Para não deixar a usina esperando, divida o tempo de ciclo total (carregamento, viagem, descarga e retorno) pelo intervalo entre carregamentos. Com 36 t/h e caminhão de 20 t, a usina enche um caminhão a cada 33 minutos; com ciclo total de 90 minutos, são necessários pelo menos 3 caminhões.

Massa asfáltica a quente tem janela de temperatura: ela precisa chegar à pista na temperatura de usinagem, sob pena de compactação insuficiente. Distâncias longas exigem caminhões com carroceria coberta e isolada.

4. Aplique o fator de segurança

Sobredimensionar levemente a usina protege contra imprevistos: chuvas que atrasam a obra, receitas que mudam, picos de demanda no fim do contrato. A prática comum é dimensionar a usina entre 1,2 e 1,5 vezes a necessidade horária real. No exemplo acima, isso coloca a usina na faixa de 40 a 50 t/h.

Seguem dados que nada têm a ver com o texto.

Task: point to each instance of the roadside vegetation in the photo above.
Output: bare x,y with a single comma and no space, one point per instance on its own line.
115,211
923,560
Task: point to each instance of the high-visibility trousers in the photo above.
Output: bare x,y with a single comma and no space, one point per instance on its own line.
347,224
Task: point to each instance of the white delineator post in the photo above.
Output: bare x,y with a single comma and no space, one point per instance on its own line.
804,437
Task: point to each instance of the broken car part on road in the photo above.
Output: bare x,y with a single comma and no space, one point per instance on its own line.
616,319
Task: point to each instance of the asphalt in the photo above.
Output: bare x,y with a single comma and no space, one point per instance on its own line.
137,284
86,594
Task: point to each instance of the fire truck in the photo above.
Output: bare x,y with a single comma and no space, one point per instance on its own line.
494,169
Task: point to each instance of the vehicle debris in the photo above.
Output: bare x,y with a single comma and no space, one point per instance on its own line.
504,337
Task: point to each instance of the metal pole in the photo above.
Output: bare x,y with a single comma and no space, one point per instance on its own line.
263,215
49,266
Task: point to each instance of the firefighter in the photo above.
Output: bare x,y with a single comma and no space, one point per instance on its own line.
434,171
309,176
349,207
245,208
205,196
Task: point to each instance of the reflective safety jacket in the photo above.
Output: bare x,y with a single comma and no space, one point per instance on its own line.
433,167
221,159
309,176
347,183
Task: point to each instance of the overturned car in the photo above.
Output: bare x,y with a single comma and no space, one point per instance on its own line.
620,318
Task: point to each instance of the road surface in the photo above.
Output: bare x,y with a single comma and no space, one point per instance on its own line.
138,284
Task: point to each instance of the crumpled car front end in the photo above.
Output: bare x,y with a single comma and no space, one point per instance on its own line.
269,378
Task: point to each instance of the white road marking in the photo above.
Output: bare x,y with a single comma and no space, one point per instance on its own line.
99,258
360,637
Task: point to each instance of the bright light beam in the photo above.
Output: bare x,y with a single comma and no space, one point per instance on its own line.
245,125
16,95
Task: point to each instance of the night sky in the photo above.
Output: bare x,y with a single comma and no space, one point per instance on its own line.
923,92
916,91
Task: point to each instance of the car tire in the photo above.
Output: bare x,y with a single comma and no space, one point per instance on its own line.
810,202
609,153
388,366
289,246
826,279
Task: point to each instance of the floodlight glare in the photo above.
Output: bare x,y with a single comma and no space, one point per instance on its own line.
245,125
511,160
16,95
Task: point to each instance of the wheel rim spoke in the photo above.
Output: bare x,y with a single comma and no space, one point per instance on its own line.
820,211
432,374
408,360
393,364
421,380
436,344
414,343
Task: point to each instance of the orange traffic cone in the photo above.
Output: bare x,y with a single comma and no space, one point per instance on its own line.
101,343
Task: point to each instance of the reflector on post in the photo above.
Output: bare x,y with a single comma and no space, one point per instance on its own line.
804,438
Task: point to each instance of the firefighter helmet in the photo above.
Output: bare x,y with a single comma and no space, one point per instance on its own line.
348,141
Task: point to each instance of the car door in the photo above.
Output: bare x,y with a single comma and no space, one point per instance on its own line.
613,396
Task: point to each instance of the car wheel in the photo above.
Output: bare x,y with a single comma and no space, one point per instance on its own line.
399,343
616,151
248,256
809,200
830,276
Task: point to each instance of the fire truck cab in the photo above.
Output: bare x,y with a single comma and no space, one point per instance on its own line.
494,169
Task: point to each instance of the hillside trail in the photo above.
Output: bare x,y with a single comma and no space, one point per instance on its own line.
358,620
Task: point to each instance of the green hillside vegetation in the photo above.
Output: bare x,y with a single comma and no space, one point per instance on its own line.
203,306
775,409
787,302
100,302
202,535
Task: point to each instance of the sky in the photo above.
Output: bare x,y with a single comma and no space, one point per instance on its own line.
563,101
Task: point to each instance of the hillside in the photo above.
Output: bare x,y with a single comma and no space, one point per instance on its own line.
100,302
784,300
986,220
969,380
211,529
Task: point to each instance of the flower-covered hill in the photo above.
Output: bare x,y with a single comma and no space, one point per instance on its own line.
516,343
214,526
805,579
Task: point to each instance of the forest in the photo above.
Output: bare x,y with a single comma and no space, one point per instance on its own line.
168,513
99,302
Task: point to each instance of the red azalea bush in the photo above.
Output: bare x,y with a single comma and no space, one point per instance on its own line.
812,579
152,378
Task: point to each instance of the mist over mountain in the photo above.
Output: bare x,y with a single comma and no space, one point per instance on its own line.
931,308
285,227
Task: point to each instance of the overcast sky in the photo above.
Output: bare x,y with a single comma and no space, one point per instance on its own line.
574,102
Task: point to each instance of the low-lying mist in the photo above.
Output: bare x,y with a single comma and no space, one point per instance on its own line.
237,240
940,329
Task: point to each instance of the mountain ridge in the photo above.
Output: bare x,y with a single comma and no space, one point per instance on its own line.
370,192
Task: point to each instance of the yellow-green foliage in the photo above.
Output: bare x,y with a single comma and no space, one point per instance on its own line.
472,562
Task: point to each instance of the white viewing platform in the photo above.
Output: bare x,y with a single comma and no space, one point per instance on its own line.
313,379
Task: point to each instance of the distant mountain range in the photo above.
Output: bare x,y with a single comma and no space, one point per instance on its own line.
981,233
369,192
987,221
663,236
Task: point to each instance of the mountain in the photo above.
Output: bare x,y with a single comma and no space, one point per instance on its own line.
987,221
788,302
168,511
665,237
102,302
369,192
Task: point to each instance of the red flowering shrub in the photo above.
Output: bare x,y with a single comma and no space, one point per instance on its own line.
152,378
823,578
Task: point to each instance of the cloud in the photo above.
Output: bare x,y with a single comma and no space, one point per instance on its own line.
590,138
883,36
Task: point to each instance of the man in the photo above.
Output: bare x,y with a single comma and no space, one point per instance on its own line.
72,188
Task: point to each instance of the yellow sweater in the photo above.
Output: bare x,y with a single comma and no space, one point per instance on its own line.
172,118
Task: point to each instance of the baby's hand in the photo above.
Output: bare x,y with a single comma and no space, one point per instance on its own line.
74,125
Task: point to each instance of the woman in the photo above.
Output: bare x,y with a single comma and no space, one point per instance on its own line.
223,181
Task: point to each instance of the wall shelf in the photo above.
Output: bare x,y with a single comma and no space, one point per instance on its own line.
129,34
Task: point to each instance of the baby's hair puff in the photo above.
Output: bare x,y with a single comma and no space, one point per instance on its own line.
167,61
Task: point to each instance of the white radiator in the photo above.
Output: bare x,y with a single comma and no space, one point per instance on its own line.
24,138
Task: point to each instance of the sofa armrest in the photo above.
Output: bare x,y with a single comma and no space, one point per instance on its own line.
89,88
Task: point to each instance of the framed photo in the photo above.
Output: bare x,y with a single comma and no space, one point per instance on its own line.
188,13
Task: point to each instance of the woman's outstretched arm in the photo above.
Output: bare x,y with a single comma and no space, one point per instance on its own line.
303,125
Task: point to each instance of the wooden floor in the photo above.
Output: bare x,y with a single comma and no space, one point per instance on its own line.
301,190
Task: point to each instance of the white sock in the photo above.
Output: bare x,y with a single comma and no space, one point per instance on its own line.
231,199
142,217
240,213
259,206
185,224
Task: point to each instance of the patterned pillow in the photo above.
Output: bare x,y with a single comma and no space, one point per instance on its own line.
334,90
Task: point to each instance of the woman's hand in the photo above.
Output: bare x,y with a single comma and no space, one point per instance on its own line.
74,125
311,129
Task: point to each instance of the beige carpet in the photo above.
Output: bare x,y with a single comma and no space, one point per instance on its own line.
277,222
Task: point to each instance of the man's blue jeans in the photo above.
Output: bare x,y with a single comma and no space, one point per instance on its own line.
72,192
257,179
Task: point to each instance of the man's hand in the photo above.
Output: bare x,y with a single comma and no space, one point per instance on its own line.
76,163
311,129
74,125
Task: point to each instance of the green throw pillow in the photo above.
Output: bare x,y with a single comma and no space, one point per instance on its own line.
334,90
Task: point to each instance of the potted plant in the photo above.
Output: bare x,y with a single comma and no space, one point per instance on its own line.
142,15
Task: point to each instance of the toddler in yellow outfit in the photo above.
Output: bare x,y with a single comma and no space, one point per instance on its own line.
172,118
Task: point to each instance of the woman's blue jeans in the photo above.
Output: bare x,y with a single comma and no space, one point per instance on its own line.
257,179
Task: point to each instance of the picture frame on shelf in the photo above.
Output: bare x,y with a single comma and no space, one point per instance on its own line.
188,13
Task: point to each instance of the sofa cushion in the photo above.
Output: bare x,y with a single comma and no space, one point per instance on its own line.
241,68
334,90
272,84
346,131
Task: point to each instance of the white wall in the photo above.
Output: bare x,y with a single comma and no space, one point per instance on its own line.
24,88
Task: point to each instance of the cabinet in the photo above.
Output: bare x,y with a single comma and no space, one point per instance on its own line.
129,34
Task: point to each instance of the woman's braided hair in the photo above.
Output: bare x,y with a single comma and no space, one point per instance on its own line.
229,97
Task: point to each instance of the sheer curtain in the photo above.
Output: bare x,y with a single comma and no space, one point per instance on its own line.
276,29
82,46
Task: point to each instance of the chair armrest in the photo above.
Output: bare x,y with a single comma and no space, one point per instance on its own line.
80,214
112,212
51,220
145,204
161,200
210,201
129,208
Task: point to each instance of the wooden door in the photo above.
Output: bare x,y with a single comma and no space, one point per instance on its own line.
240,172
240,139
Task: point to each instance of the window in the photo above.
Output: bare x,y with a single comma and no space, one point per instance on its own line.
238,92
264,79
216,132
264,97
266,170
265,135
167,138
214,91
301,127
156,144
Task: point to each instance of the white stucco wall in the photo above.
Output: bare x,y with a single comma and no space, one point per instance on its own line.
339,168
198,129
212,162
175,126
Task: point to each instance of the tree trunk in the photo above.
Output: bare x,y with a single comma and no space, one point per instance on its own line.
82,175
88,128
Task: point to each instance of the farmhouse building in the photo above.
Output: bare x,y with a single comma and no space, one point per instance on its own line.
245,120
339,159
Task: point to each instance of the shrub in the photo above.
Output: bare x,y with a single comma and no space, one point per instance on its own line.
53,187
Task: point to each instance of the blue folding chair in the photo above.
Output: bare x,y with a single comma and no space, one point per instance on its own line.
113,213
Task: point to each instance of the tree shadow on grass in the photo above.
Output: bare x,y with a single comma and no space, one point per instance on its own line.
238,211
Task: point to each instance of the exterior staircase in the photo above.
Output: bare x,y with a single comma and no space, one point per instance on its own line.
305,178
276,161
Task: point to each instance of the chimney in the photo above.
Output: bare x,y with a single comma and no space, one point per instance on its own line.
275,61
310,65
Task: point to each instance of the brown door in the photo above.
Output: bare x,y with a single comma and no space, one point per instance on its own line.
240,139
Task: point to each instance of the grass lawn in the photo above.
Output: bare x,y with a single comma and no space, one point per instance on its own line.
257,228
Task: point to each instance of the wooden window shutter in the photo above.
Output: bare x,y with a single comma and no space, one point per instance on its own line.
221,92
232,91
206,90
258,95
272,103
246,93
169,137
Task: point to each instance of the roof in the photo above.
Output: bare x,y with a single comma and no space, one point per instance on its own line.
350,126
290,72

O excesso, porém, também custa caro. Uma usina de 120 t/h rodando a 30 t/h consome mais combustível por tonelada, aquece mais o material do que o necessário e produz mistura de qualidade inferior por ficar abaixo da temperatura de trabalho ideal. Capacidade demais não é vantagem.

5. Conte com picos de demanda

Se a obra tem frentes simultâneas, por exemplo capa de rolamento e acostamento ao mesmo tempo, o consumo pode dobrar em determinadas semanas. Levante o cronograma físico-financeiro e identifique os períodos de pico antes de fixar a capacidade. Em contratos de manutenção rodoviária, usinas menores com silos de armazenamento de mistura quente absorvem bem a variação sazonal.

Dimensionar é decidir com números

Antes de comprar ou alugar, coloque no papel: volume total, ritmo diário, eficiência, ciclo de transporte e picos. Com esses cinco números, a capacidade certa aparece sozinha. Evite escolher a usina pelo tamanho do vizinho ou pelo valor da proposta, pois a conta certa elimina tanto a parada de obra quanto o dinheiro parado em capacidade ociosa.